Scanning the room in the low light, he noted the pile of clothes on the coffee table. The bare leg dangling over the edge of the couch, the spill of dark hair over the white pillow.
The firm breasts and dusky nipples visible above the shoved-down comforter.
He f
orced his gaze upward, his breath stuttering at her face. Tears glimmered on her cheeks, silvery from the early morning glow pouring through the window. Bad dream? Hell, nightmare. He’d had enough himself to recognize the signs.
Cursing softly, he walked over and shut off the light. He checked the alarm reflexively and then came over to sit on the coffee table beside her clothes. All her clothes, obviously. Little exhibitionist. He kept his attention on her feet as he yanked the cover up near her neck, trying to be gentle enough that she didn’t wake. She was still whimpering occasionally, her curvy body shivering and jerking while she fought off whatever attacker had chased her into sleep.
He didn’t know which was worse—not being able to sleep at all or meeting his demons in the dark.
Once she’d stilled, he brushed a hand over her hair and swallowed hard when she turned her cheek into his palm. Seeking comfort even in sleep. Then his gaze landed on the silver flask he’d somehow missed on the coffee table and he let out another string of curses.

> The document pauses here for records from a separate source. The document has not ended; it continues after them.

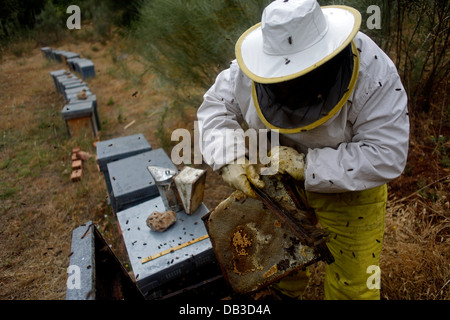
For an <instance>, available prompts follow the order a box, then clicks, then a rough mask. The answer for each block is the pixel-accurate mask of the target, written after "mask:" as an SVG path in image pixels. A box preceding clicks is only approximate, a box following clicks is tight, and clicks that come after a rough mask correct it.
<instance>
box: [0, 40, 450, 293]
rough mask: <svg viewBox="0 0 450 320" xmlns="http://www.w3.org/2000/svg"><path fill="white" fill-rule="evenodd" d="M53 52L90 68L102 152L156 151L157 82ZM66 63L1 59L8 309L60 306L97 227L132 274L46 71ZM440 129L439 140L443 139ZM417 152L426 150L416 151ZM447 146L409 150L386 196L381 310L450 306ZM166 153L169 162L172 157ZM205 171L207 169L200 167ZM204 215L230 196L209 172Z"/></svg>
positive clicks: (91, 86) (1, 174) (131, 69)
mask: <svg viewBox="0 0 450 320" xmlns="http://www.w3.org/2000/svg"><path fill="white" fill-rule="evenodd" d="M55 48H56V49H62V50H68V51H73V52H77V53H80V54H81V56H82V57H86V58H89V59H91V60H92V61H94V63H95V71H96V77H95V78H93V79H90V80H88V86H89V87H90V88H91V90H92V92H94V93H95V94H96V95H97V100H98V105H99V107H98V108H99V109H98V110H99V117H100V120H101V125H102V130H101V135H100V140H106V139H110V138H117V137H120V136H125V135H131V134H135V133H143V134H144V136H145V137H146V138H147V140H148V141H149V142H150V144H151V145H152V147H153V148H158V147H164V146H163V145H162V144H161V140H160V139H158V128H161V126H160V122H161V115H162V112H163V110H164V108H165V107H166V106H167V104H168V103H169V102H168V99H167V98H166V94H165V93H164V92H163V91H162V90H161V88H160V87H159V85H158V82H155V81H154V80H155V79H154V78H153V77H152V76H151V75H149V74H143V75H142V72H141V71H142V69H141V68H142V66H141V65H140V64H139V62H138V60H136V59H135V57H133V56H132V55H130V54H128V53H127V52H126V48H124V47H123V46H122V45H121V44H120V43H118V42H114V41H111V42H108V43H106V44H101V43H92V42H83V41H80V40H77V41H75V40H71V41H65V42H63V43H60V44H59V45H58V46H57V47H55ZM62 68H64V66H63V65H62V64H61V63H57V62H54V61H49V60H47V59H45V58H44V57H43V55H42V53H41V51H40V48H36V47H34V48H30V49H29V51H28V53H27V54H24V55H23V56H22V57H16V56H14V55H11V54H6V55H4V56H3V58H2V61H1V64H0V110H1V112H0V129H1V130H0V133H1V137H0V201H1V202H0V299H2V300H63V299H64V298H65V292H66V280H67V267H68V264H69V254H70V245H71V232H72V230H73V229H75V228H76V227H78V226H79V225H81V224H83V223H85V222H87V221H89V220H91V221H93V222H94V223H95V224H96V225H97V227H98V228H99V230H100V231H101V232H102V234H103V236H104V237H105V239H106V240H107V242H108V243H109V244H111V246H112V249H113V251H114V252H115V253H116V254H117V255H118V256H119V258H120V259H121V261H122V262H123V264H124V265H125V266H126V267H127V268H129V266H128V263H127V260H126V259H127V258H126V253H125V252H124V250H123V247H122V245H121V242H120V237H119V236H118V233H117V224H116V221H115V218H114V216H113V214H112V213H111V209H110V207H109V206H108V204H107V195H106V186H105V182H104V178H103V175H102V173H101V172H99V171H98V169H97V165H96V163H95V152H96V149H95V147H94V142H95V140H96V139H95V138H93V137H91V136H90V135H87V136H85V137H81V138H71V139H69V138H68V137H67V133H66V128H65V124H64V121H63V120H62V117H61V114H60V112H61V109H62V107H63V105H64V100H63V98H62V96H61V95H60V94H59V93H57V92H56V91H55V88H54V85H53V82H52V79H51V77H50V75H49V72H50V71H53V70H58V69H62ZM195 110H196V106H193V107H192V108H188V109H187V110H186V111H185V114H184V115H183V118H180V116H179V115H177V114H170V115H169V116H168V117H167V118H166V119H165V123H164V126H163V127H164V128H165V129H167V130H170V129H175V128H180V127H184V128H188V129H190V130H191V129H192V128H191V124H192V123H193V121H194V120H195ZM418 120H420V123H421V125H422V124H424V125H426V128H425V129H424V128H423V127H420V126H416V127H415V129H414V130H416V132H417V131H421V130H425V132H427V133H434V134H435V136H439V134H441V135H444V136H446V137H447V139H448V134H447V133H448V131H447V132H446V131H445V130H448V127H445V126H442V125H439V126H438V125H437V124H436V122H435V123H434V124H433V123H430V121H428V122H427V121H425V122H423V121H422V119H418ZM437 128H439V132H437V131H438V129H437ZM418 141H419V142H418ZM74 147H80V148H81V149H82V150H83V151H86V152H88V153H89V154H90V155H91V157H90V159H88V160H86V161H84V163H83V177H82V179H81V181H79V182H76V183H73V182H71V181H70V172H71V150H72V148H74ZM438 147H439V150H441V149H442V148H443V149H442V150H441V151H442V152H441V154H440V155H441V156H442V153H443V152H444V151H445V152H449V149H448V143H447V145H444V146H440V145H439V146H438V145H436V144H433V143H432V140H429V141H428V140H427V141H421V140H416V139H412V143H411V149H410V160H409V162H408V166H407V168H406V169H405V173H404V174H403V175H402V176H401V177H400V178H398V179H396V180H395V181H393V182H392V183H390V185H389V189H390V197H389V203H388V209H387V220H386V234H385V242H384V247H383V253H382V261H381V263H382V265H381V269H382V270H383V275H382V290H381V292H382V298H383V299H390V300H394V299H405V300H409V299H422V300H423V299H437V300H442V299H449V298H450V289H449V288H450V285H449V281H450V264H449V258H450V252H449V251H450V250H449V248H450V246H449V244H450V237H449V234H450V233H449V231H450V214H449V212H450V208H449V200H450V199H449V198H448V197H449V193H448V191H449V181H450V180H449V170H448V168H447V167H445V166H443V165H442V164H441V163H440V162H439V159H438V158H437V157H436V149H437V148H438ZM166 151H167V152H170V150H166ZM203 167H204V168H207V167H206V166H203ZM206 190H208V191H207V196H205V200H204V202H205V204H206V206H207V207H208V208H210V209H212V208H214V207H215V206H216V205H217V204H218V203H220V201H222V200H223V199H224V198H226V197H227V196H228V195H229V194H230V193H231V191H232V190H231V189H230V188H228V187H226V186H224V185H223V183H222V180H221V178H220V177H219V176H218V175H217V174H216V173H214V172H212V171H211V170H210V169H208V174H207V182H206ZM324 268H325V266H324V265H323V264H322V263H318V264H316V265H315V266H313V267H312V268H311V273H312V275H311V280H310V283H309V285H308V287H307V290H306V292H305V294H304V295H303V298H304V299H310V300H317V299H323V290H322V284H323V273H324Z"/></svg>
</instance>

This time she woke, eyes wide and so blue that he stared into them for a full minute, lost in their depths. Blurry with sleep, edged with need. For comfort or more, he couldn’t tell.
“Chase?”
That was his name, right? She called him Chase, always had, even when everyone else referred to him by the nickname that had followed him into baseball. He drew back the hand that had mysteriously chosen to cleave to her petal-soft skin and cleared his throat. “Yes. It’s me.” He sounded gruff again, something he regretted until her pupils sharpened with that cat-killing inquisitiveness that both amused and annoyed the hell out of him. “You were having a bad dream. That’s why I’m sitting here.” In a gaping towel.
She appeared to notice that fact at the same time he did. “You’re…wet.”
And still hard, he noted in disgust, dragging the bath sheet farther down his legs. He bought them in mammoth size, but with the pole he was currently sporting, he’d practically turned the terrycloth into a damn deck umbrella. “I took a shower.”